Desde distintos sectores de la izquierda, la frentera lo mismo que la vergonzante –esa que no acepta que es izquierda–, han surgido voces, casi al unísono, molestas porque reporteros y columnistas nos ocupemos de la tragedia que vive Venezuela, tras dos décadas de desastrosa y corrupta istración chavista y de socialismo del siglo XXI. Que no miremos para allá, que más bien miremos nuestros problemas, que dejemos de hablar de temas internacionales y más bien nos preocupemos de los nacionales.
Empiezo por el final: pocos problemas son hoy más colombianos que la catástrofe en que está sumida Venezuela. Lo atestiguan un millón de refugiados que, obligados por el hambre, la falta de medicinas, la inseguridad y la represión no solo de la fuerza pública que aún apoya al sátrapa Nicolás Maduro, sino de las bandas paramilitares que matan en las calles a los opositores, vinieron a Colombia en busca de protección, comida, salud y trabajo. En Cúcuta, y en otras capitales y municipios del oriente, así como del Caribe, la inmensa mayoría de los refugiados han llegado con poco o nada entre las manos, como protagonistas de una crisis humanitaria de enormes proporciones.

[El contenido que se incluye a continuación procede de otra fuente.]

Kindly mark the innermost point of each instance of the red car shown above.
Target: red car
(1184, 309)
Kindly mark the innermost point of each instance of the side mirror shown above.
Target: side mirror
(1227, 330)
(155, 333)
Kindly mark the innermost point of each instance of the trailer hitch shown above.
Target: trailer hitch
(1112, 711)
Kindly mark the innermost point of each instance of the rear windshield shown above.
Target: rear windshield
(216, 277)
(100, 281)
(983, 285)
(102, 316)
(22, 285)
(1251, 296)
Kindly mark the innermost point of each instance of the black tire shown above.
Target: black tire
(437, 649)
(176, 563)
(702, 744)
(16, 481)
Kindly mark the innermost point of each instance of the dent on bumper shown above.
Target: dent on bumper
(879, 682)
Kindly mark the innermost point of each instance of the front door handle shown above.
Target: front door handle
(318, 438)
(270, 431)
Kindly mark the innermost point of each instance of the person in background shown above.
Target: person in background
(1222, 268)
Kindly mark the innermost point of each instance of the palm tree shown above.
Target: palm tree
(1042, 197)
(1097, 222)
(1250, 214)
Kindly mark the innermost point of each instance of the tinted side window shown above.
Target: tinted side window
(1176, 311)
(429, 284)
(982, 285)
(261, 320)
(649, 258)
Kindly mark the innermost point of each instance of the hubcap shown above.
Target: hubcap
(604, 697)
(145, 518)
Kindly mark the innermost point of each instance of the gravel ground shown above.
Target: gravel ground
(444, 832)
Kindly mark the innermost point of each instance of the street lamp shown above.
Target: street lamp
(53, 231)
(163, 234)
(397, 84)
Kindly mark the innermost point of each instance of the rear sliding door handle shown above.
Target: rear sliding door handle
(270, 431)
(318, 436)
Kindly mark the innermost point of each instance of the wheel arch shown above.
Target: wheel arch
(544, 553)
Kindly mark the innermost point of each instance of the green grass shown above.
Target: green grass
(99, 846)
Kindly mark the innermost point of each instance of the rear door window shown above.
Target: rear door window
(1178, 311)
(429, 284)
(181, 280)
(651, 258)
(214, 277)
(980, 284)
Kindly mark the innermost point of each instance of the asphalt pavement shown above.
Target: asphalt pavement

Pero eso no es lo único. Bajo la mirada cómplice –cuando no la abierta protección– del régimen chavista, el Eln mata en Colombia y se protege en Venezuela, al igual que numerosas bandas criminales más, entre ellas las disidencias de las Farc y algunos excomandantes de esta guerrilla que, temerosos de una extradición por haber persistido en delitos como el narcotráfico después de la entrada en vigor de los acuerdos de La Habana, han pasado la frontera para asegurarse la impunidad.
De modo que la crisis de Venezuela es un enorme problema colombiano, pues afecta de manera profunda la situación económica, social y de seguridad de nuestro país. Para negar algo tan evidente hace falta mucha ceguera o mucho cinismo.

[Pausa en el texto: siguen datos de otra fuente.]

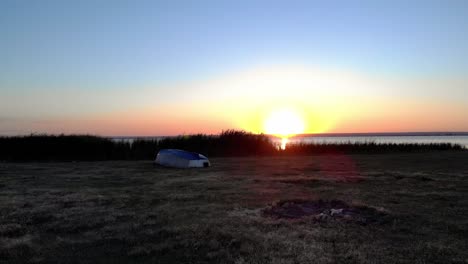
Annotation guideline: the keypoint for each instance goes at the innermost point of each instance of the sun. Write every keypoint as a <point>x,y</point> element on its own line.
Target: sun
<point>284,123</point>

¿Qué es lo que tanto le preocupa a la izquierda de la mirada atenta que le estamos echando a diario a Venezuela? Que cualquiera que mire para allá se da cuenta de este nuevo y estruendoso fracaso del modelo socialista, que se suma al de la Unión Soviética y sus países satélites en Europa del Este, al de Cuba, al de Corea del Norte. Se salvan China y Vietnam... porque se volvieron capitalistas.
El capitalismo dista mucho de ser perfecto: es más, está lleno de defectos, de injusticias, de abusos. Y la democracia liberal, sistema de gobierno por excelencia de las sociedades de libre mercado –aunque también hay dictaduras capitalistas, espantosas, crueles–, está plagada de fallas. Pero el socialismo y sus cacareadas dictaduras del proletariado han demostrado que matan y empobrecen más y que, a la hora de las injusticias, también son capaces de batir marcas. Si no me creen, pregúntenles a las decenas de millones de víctimas mortales del estalinismo.
Como bien dijo el jueves en estas páginas Thierry Ways, lo que ocurre en Venezuela no es culpa exclusiva de la ignorancia de Maduro. Él es apenas el protagonista del capítulo final –ojalá sea el final– de la tragedia que Hugo Chávez activó cuando barrió con los que sabían de petróleo en PDVSA y cuando acabó con la industria, la agroindustria y el comercio; en fin, cuando destruyó la economía y, de paso, las instituciones venezolanas.
Claro, siempre hay que recordar que Chávez llegó al poder por la prepotente y criminal corrupción de la dirigencia política de los partidos tradicionales venezolanos. Pero hasta en eso de la corrupción, el socialismo del siglo XXI fue peor. Por eso, a la izquierda le preocupa –y le avergüenza– que miremos hacia Venezuela: porque al hacerlo vemos lo que pasa allá y lo que podría pasar acá si esa misma izquierda llegara al poder en Colombia.